8.1.2 Treatment approaches

Standardized treatment or regimen:
All patients in a defined group receive the same regimen. Different groups might receive a different regimen.
For example:
– All patients with a strain susceptible to first-line drugs receive the same standard treatment for 6 months, or for 12 months, depending on the site involved.
– Patients who failed to respond to the first-line drugs may start an empiric standardized regimen for multiresistant TB (MDR-TB), based on drug resistance data of first- and second-line anti-TB drugs from representative patient populations, until the full drug susceptibility testing (DST) returns and the patient’s regimen is individualized.
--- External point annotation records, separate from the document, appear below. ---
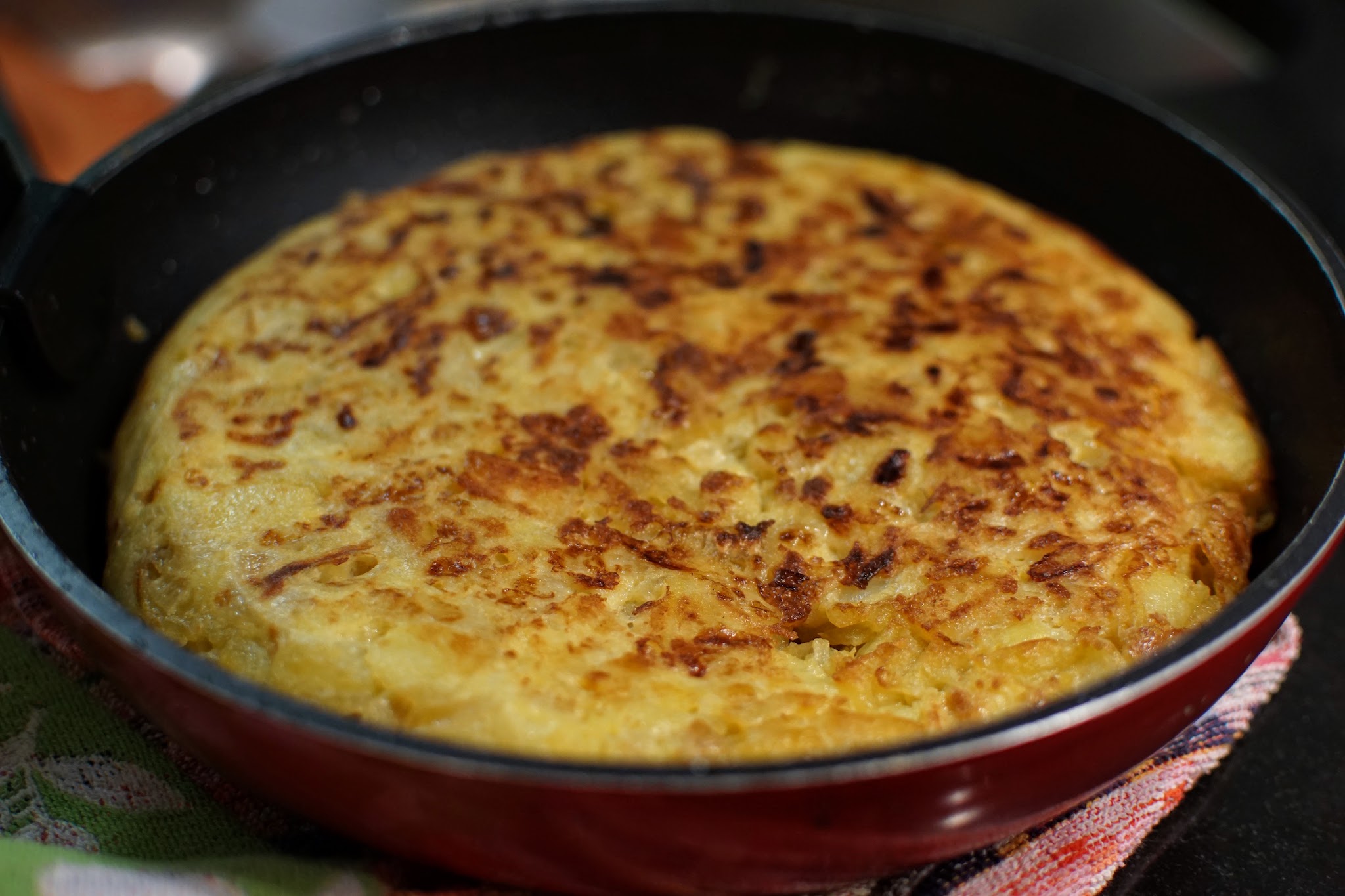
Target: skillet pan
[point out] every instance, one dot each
(148, 227)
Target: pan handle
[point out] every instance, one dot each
(68, 339)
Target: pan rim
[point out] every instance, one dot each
(1269, 591)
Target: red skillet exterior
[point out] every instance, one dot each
(592, 830)
(628, 842)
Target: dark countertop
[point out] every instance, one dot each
(1271, 819)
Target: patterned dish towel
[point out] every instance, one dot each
(97, 802)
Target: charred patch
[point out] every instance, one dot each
(743, 534)
(562, 459)
(969, 515)
(720, 276)
(838, 516)
(721, 481)
(277, 429)
(861, 422)
(581, 427)
(486, 323)
(753, 257)
(861, 568)
(1067, 561)
(275, 582)
(892, 468)
(602, 580)
(790, 590)
(749, 210)
(423, 373)
(801, 354)
(690, 174)
(404, 523)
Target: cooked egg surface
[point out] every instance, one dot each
(662, 448)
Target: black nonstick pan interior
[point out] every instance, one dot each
(186, 202)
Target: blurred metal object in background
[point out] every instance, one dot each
(1147, 45)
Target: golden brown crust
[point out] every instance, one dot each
(661, 446)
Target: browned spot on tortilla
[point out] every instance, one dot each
(790, 590)
(277, 429)
(892, 468)
(486, 323)
(721, 480)
(860, 570)
(1067, 561)
(246, 468)
(275, 582)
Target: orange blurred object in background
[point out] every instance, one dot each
(68, 125)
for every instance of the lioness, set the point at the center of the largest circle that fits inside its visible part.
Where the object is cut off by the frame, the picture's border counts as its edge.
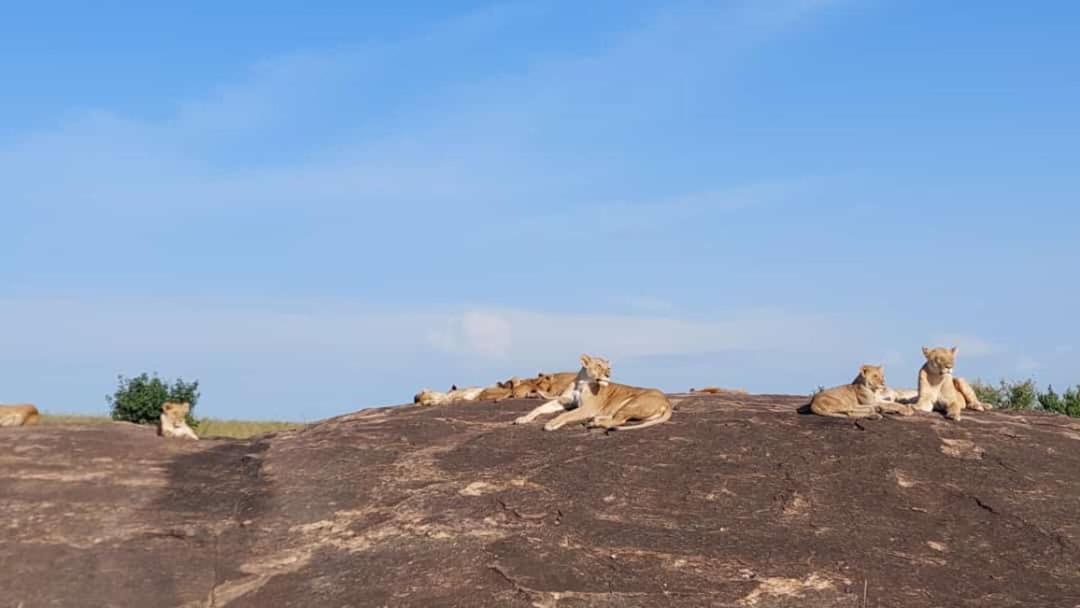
(18, 415)
(428, 396)
(173, 421)
(939, 388)
(554, 384)
(516, 388)
(603, 403)
(861, 399)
Individualized treatment or regimen:
Each regimen is designed based on the patient’s previous history of TB treatment and individual DST results.

DR-TB programmes often use a combination of the standardized and individualized approaches. However, in situations where DST is unavailable or limited to only one or two first-line drugs, programmes will most commonly use a purely standardized approach.



Footnotes
Ref Notes
1 An active TB lesion contains distinct M. tuberculosis populations: actively multiplying bacilli in open cavities (responsible for transmission); slowly multiplying bacilli in acidic inflammatory tissue; sporadically multiplying bacilli in tissues and dormant bacilli in solid lesions.